One of the most famous cautions from a dentist you will hear is to avoid eating candy and sugary treats to keep your smile healthy. But you might wonder what is so bad about sugar when it comes to oral health.
This warning from your dentist is true, however. And kids with a sweet tooth might prove especially vulnerable to severe and irreversible dental damage from consuming too much sugar.
Understanding the dental dangers stemming from added sugar can help you teach your child healthy oral habits in conjunction with their diet. So read on to learn how sugar can harm your child’s oral health as well as how to reduce sugar intake and protect their smile.
Dental Risks from Added Sugar
Dentists instruct patients of any age to avoid consuming sugar when possible because it can seriously hurt their teeth. Sugar becomes acidic when it reacts with saliva. And the resulting acid will erode the enamel, the outer layer of the teeth.
Weakened enamel means the vulnerable interior of the teeth becomes exposed. The patient can feel tooth sensitivity and notice discoloration in their smiles as a result. And they can have a higher risk of cavities and other dental problems too.
A dentist can treat a cavity by removing the decayed part of the enamel. Then they restore the tooth’s structure with a dental filling. But ideally, the patient should preserve as much of their natural dental structure as they can by preventing cavities.

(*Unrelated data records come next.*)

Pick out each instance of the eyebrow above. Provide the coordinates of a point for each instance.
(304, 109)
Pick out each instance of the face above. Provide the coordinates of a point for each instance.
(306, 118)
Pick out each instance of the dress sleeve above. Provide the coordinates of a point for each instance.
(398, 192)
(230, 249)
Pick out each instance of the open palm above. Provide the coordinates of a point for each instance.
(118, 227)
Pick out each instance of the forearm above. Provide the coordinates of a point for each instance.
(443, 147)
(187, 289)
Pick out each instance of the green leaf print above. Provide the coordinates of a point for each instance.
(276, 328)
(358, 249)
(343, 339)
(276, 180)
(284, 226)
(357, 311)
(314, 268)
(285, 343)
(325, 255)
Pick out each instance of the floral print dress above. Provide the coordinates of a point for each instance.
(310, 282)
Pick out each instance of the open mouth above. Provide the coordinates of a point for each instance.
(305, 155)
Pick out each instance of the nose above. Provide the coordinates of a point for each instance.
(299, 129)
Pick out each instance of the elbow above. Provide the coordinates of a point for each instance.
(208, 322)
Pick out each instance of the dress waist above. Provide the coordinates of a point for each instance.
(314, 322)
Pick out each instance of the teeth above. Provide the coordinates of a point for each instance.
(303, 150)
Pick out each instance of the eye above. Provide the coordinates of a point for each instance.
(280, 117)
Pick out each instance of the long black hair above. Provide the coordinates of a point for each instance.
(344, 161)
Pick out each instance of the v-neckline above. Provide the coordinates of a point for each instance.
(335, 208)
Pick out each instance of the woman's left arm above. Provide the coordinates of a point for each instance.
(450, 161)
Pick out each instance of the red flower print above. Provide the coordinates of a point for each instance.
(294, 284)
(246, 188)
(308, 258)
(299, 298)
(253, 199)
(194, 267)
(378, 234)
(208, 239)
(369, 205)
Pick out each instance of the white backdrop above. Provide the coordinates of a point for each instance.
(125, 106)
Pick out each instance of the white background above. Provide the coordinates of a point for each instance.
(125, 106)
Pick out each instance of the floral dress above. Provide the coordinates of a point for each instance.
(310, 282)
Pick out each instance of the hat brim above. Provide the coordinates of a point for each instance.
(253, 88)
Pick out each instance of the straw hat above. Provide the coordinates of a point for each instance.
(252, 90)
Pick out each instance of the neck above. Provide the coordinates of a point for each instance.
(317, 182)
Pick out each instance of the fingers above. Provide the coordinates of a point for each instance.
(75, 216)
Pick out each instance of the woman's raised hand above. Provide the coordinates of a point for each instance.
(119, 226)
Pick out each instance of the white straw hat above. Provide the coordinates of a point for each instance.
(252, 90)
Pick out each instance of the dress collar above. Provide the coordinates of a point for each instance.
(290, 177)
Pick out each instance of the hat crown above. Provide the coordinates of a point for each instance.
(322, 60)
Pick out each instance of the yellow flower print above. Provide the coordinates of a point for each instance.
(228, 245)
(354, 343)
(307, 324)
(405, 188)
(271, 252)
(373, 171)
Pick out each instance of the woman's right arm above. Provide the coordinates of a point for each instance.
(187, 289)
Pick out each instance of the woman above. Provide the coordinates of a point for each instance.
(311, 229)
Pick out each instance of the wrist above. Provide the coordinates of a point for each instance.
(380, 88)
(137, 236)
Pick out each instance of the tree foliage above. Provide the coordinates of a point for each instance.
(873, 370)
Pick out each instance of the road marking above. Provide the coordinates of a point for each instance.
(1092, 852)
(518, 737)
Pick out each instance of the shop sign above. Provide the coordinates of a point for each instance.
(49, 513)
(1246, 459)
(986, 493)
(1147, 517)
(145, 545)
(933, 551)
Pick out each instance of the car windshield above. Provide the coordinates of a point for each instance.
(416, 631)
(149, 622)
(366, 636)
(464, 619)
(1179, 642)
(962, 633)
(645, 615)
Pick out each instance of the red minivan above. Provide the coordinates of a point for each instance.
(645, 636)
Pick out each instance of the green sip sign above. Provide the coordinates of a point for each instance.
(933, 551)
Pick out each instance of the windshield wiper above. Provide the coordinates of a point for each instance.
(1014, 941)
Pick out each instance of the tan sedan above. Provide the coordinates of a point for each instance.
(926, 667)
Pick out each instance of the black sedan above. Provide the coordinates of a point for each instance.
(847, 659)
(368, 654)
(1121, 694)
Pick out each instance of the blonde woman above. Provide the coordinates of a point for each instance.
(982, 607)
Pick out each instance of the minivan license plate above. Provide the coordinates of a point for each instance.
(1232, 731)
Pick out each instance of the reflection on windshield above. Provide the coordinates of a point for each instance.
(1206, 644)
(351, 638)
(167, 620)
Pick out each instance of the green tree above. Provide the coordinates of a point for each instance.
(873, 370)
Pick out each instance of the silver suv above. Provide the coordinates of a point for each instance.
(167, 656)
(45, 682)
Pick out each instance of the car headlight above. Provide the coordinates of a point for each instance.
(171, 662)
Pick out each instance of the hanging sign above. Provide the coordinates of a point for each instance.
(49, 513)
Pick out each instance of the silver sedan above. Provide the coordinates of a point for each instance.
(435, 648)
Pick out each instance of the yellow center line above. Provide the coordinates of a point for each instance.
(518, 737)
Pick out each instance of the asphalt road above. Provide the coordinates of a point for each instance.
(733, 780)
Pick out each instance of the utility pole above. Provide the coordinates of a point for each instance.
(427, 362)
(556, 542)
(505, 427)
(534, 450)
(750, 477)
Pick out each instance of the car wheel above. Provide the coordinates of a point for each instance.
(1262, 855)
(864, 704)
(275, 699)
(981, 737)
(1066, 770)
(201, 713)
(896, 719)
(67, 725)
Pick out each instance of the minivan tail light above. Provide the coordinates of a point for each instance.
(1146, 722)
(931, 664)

You may wonder if enamel erosion and decay in baby teeth will matter since these primary teeth will fall out eventually anyway. However, damaged baby teeth may mean that the adult permanent teeth do not grow into place properly. Or they might garner irreversible dental damage as well.
Therefore, preventative care for your child’s smile should begin promptly. And their diet can influence their oral health in the long term.
How to Avoid Excess Sugar
Good preventative dental care like oral hygiene and professional teeth cleanings and exams will help to keep your child’s smile healthy. These practices will keep the teeth strong enough to resist tooth decay and other dental problems. But it will not make them invincible.
But you can further protect their oral health by ensuring their diet does not harm their smiles. This will mean limiting or avoiding added sugar.
Check the ingredients in the groceries you purchase to ensure you do not buy products that feature high sugar content. Paying attention to the diet of you and your child in this way will help you avoid oral health concerns as well as other medical risks associated with consuming excess sugar.
You can also adjust your recipes, especially in baked goods, to limit the amount of sugar your meals contain. In many cases, you can remove between a third or a half of a recipe’s recommended sugar without affecting your dish’s taste. Consider substituting sugar for other flavors like cinnamon or nutmeg.